Janet is worried that she might have inherited insanity from her mother, who is locked in the asylum they passed on their way from the station. Once again, not exactly excellent childcare going on, there. Won’t somebody think of the child?

WELL, it turns out a number of people ARE, and not exactly with her ongoing health and wellbeing a paramount consideration.

Janet’s bad dreams and sleepwalking continue (“I had a dream… at least I think it was a dream. But if it was a dream, what am I doing here?”), and the next day Miss Lewis decides that’s enough caring, thank-you-very-much, and leaves.

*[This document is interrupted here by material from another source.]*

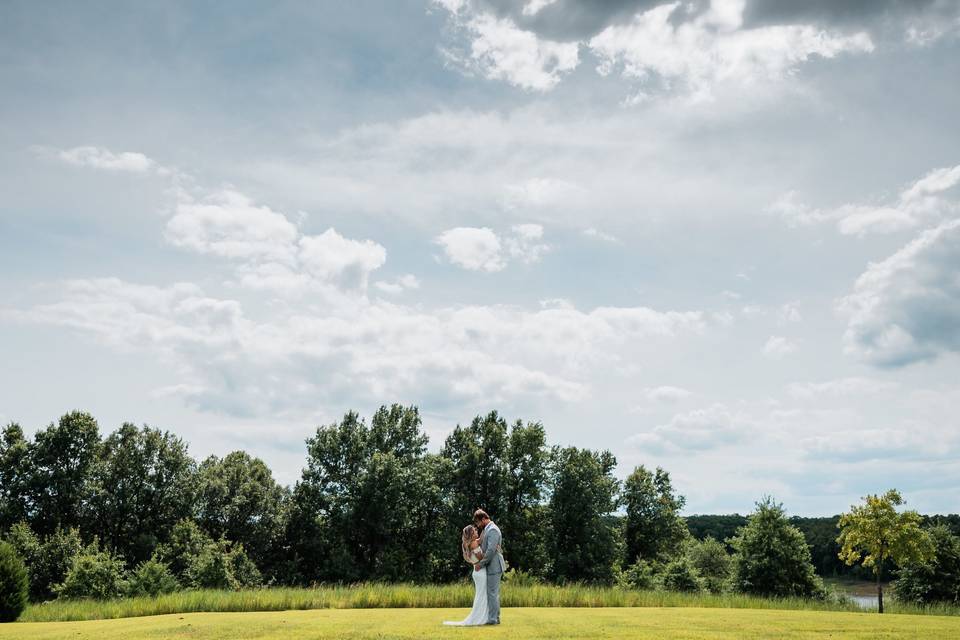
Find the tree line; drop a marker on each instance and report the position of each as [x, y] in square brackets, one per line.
[134, 513]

Unsurprisingly, at this point things ramp up considerably. Despite the apparent best intentions of Janet’s new carer Grace (Moira Redmond), the girl’s mental health spirals downward. She wakes to see a strange woman in her room (this time we see her too, and to be fair, the scene properly freaked this reviewer out). Following the spooky woman, she finds her stabbed to death in the room where her father died. Cue more hysterics.

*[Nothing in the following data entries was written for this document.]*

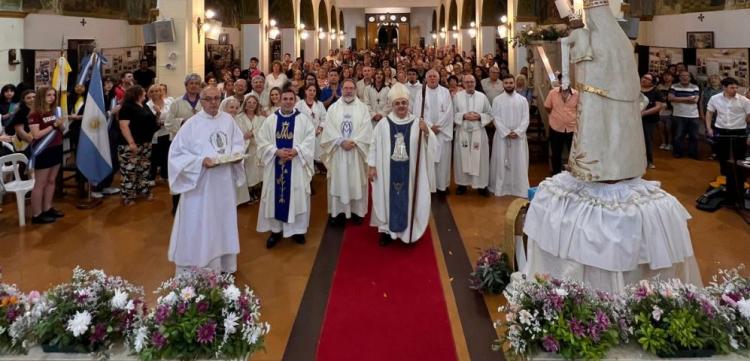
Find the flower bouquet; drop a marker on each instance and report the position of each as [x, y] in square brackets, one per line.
[562, 317]
[89, 314]
[14, 328]
[200, 315]
[672, 319]
[733, 292]
[492, 272]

The haunting continues (“I don’t even know who she is! I don’t even know who she is! How can you dream about someone you don’t know?”), until Janet can take no more and tries to take her own life.

By now her uncle Henry (David Knight) has arrived, and Janet clearly has an extreme crush on the man. The next day the family all seem very keen to ignore her wrist-slashing activities from the previous evening, but things take a turn for the even-more tragic when Henry introduces his new wife (Clytie Jessop)… who is the woman who has been haunting Janet. Unfortunately, there’s a handy knife nearby and Janet’s night time visions appear to have been a chilling premonition of the woman’s murder.

But that isn’t the end of the shenanigans, in fact it’s only the start. The haunting is NOT everything it is cracked up to be. As is often the case in these Hammer psychodramas, it’s all a convoluted plot. But even as, against all sense and logic, the plan succeeds, the bad guys start to fall out – and the spooky figures start appearing again.

Nightmare is yet another hugely entertaining Hammer thriller. Utterly bonkers, and held together with the thinnest of threads, it’s also genuinely spooky and wonderfully atmospheric. Once things start to unravel it is marvellously entertaining, and to give it credit, the film keeps you guessing right until the end.